Road to Redemption:
The Liberal Party of Canada, 2006-2019
Brooke Jeffrey (University of Toronto Press, $39.95, 322 pages)
Brooke Jeffrey, a Concordia University professor of political science and long-time Liberal activist, follows up her history of the party during the Chretien-Martin feud, Divided Loyalties, with a volume that looks at the post-Martin political lows of the party and its revival under Justin Trudeau. The full first half of the book looks at the disarray in the party following Stephen Harper’s 2006 minority government win and subsequent larger victory over Stephane Dion and majority over Michael Ignatieff. The second half is on the post-Iggy “redemption” of fixing the internal problems of the party, which led the membership to decisively choose Justin Trudeau as its leader in 2013. Two years later, Trudeau brought the Liberals back to power, winning a majority. But to Jeffrey, the victory did not only reflect a dynamic new leader, a new “messiah” as the author says, but rather addressing long-standing organizational and cultural weaknesses within the party. Trudeau’s leadership victory and general election win were not merely a result of his name or charisma, but his “mastery of political organization at the grassroots level.” The party fixed its relationship to local riding association, while at the same time centralizing processes through the national executive. Or so, Jeffrey argues. The Liberals certainly upped its data-driven ground-game under Trudeau and his top advisors, Gerald Butts and Katie Telford, which had become stale under the Chretien-Martin leaderships. A combination of insider account and academic treatment, Road to Redemption will be interesting to political junkies and important for historians.
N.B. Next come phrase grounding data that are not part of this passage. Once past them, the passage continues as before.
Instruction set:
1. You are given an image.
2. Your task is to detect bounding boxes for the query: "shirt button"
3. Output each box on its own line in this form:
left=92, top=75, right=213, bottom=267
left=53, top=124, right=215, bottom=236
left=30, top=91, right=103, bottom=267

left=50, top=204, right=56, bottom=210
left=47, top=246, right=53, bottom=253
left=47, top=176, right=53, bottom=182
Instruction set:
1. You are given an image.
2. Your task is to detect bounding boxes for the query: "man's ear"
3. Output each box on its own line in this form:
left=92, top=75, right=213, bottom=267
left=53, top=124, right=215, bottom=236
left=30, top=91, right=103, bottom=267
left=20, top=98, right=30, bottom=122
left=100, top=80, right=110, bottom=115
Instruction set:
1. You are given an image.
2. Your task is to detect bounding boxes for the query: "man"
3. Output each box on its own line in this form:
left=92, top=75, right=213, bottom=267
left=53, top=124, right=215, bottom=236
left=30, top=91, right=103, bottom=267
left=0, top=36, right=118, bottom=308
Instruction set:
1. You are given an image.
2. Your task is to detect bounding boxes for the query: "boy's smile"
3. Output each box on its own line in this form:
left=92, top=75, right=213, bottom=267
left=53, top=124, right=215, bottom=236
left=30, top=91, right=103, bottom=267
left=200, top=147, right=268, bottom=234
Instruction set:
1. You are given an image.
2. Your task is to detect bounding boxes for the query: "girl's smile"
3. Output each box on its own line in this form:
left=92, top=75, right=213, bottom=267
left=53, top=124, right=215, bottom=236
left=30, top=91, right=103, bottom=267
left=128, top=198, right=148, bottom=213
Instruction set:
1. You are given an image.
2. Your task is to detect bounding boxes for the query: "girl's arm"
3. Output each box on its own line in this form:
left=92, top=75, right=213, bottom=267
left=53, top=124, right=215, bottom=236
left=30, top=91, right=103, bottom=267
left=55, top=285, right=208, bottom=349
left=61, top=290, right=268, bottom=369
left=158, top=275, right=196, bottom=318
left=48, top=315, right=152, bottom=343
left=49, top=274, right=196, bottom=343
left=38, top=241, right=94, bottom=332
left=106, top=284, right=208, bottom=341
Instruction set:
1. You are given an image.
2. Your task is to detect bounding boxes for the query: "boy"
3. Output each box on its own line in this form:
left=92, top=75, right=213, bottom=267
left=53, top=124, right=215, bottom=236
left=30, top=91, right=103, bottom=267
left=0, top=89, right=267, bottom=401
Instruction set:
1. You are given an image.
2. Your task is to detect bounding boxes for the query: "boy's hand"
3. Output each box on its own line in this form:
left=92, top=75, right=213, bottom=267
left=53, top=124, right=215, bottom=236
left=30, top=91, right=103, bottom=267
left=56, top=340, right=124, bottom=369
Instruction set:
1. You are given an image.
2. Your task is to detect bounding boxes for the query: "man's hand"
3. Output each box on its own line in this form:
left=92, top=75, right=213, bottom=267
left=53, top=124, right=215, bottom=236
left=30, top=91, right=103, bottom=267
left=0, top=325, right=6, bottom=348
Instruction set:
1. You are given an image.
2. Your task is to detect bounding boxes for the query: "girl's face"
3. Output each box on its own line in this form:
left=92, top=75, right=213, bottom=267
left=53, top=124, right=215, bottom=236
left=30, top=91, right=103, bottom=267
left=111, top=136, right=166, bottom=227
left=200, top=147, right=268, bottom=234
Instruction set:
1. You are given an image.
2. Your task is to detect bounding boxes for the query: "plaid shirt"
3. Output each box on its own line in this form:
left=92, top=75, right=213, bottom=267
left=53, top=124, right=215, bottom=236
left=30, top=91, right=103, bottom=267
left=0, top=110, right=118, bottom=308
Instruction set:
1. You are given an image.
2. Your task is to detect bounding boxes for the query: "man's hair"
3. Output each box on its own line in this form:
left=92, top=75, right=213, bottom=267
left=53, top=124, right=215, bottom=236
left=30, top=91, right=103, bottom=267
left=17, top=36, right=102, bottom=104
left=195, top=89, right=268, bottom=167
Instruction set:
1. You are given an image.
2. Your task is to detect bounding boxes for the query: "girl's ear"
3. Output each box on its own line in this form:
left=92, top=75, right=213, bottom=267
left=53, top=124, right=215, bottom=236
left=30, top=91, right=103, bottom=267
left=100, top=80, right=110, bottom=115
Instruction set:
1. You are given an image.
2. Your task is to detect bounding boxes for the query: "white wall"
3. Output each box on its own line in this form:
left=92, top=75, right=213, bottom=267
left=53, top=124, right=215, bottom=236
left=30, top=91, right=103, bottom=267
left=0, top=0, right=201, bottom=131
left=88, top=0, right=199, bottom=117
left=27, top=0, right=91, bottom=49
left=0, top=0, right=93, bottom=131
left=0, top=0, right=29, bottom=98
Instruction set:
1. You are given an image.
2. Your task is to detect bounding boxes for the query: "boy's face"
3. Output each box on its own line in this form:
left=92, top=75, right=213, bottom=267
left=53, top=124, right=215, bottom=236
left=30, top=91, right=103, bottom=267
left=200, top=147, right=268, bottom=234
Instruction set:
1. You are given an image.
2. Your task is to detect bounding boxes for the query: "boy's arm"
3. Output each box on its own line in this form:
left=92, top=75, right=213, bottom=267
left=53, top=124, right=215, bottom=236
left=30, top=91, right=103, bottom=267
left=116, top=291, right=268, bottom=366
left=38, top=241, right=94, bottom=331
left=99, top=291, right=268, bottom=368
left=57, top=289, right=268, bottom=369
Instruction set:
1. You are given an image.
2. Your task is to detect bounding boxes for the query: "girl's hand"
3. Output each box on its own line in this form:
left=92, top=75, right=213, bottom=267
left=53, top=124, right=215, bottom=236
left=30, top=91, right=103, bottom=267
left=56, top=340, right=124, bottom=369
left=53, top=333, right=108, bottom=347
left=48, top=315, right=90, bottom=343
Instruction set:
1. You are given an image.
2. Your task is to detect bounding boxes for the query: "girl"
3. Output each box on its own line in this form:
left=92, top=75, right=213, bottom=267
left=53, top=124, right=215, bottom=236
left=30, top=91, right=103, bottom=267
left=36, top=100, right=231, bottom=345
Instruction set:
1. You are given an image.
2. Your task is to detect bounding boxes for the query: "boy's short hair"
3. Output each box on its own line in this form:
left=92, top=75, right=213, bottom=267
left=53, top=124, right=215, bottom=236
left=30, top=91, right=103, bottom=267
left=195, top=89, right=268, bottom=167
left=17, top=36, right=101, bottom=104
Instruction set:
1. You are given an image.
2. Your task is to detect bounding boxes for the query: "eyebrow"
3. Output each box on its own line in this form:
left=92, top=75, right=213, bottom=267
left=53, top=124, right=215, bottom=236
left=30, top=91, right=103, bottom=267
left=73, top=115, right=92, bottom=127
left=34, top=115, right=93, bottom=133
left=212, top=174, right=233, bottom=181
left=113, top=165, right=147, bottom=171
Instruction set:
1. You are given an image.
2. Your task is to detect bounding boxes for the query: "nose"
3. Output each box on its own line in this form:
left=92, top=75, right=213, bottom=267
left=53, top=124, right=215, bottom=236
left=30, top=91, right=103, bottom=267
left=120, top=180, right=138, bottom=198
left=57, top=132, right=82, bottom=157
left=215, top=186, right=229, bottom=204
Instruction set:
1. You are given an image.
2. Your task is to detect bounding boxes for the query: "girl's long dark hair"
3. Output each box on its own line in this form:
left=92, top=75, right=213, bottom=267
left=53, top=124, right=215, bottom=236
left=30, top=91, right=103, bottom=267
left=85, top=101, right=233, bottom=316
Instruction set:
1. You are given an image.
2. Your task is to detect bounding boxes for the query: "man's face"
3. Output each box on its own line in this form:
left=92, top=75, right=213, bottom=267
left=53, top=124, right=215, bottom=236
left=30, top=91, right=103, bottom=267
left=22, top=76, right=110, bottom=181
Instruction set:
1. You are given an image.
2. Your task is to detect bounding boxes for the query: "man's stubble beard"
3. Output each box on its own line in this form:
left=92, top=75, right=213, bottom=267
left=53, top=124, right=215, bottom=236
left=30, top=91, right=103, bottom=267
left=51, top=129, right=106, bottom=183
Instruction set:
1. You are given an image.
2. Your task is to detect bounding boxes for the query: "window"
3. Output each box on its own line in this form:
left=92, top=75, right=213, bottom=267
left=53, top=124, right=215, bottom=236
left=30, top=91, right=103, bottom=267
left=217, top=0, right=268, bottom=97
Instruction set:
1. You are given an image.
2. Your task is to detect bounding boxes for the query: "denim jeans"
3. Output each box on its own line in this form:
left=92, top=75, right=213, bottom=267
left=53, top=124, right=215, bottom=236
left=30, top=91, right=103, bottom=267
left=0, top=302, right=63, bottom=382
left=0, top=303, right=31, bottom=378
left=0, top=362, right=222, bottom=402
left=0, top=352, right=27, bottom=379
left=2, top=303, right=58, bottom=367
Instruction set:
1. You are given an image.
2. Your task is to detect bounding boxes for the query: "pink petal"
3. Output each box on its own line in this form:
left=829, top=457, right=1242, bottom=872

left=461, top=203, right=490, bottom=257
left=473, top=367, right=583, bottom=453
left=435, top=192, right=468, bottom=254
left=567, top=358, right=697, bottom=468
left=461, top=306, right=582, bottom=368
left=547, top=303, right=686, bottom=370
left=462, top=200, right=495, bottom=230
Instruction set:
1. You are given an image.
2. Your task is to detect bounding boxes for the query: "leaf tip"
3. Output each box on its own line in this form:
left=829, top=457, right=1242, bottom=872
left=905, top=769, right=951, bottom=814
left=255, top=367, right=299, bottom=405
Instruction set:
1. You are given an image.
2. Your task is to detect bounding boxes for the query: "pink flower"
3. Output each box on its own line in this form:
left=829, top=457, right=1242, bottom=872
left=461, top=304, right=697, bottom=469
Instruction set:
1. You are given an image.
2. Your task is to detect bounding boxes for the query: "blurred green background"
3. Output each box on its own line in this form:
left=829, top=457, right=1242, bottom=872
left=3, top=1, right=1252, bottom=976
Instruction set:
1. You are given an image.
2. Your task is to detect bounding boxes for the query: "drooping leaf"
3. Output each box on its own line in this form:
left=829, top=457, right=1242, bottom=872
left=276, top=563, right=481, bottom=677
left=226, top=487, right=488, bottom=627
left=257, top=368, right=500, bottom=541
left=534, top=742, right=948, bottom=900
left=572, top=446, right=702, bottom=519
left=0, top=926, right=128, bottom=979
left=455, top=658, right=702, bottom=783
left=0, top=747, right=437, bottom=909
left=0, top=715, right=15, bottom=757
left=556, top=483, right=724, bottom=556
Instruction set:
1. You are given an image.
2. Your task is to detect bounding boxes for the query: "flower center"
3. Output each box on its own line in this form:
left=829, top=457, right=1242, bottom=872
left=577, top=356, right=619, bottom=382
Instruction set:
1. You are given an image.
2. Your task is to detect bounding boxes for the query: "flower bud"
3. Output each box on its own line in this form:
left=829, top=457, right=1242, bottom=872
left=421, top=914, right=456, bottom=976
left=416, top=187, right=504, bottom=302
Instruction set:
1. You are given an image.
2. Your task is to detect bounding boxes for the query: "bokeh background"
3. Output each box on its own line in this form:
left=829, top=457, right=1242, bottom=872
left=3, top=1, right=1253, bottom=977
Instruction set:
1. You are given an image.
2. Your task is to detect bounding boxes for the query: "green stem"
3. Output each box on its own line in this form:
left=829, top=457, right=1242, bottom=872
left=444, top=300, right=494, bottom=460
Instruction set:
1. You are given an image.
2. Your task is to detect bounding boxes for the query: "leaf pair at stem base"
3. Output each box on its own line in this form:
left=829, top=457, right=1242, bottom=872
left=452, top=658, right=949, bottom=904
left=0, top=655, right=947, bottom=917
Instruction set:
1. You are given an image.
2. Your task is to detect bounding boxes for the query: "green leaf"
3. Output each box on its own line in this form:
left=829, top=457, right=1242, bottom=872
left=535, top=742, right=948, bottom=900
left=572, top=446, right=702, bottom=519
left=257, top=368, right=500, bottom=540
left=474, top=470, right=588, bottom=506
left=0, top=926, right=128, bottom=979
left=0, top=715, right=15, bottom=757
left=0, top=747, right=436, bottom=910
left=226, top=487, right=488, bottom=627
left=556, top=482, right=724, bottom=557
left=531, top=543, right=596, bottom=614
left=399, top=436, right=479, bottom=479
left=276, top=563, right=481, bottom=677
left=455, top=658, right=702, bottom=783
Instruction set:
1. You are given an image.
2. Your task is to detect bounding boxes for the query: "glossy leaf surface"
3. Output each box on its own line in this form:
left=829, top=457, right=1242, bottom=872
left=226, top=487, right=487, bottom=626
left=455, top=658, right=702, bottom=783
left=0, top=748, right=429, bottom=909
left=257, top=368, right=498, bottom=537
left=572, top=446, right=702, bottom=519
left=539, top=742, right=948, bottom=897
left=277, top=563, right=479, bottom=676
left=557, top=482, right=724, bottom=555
Of particular interest to readers of The Interim will be the too-brief section on “candidate recruitment” and how Trudeau dealt with the pro-life issue, namely dictating that all candidates and MPs toe the pro-abortion line of the party. Jeffrey, like many party elite, blame “single-issue interests groups” such as Campaign Life, which “orchestrated” Tom Wappel’s victory over party favourite Patrick Johnston in Scarborough West in 1988, for the presence of pro-lifers within its caucus ranks.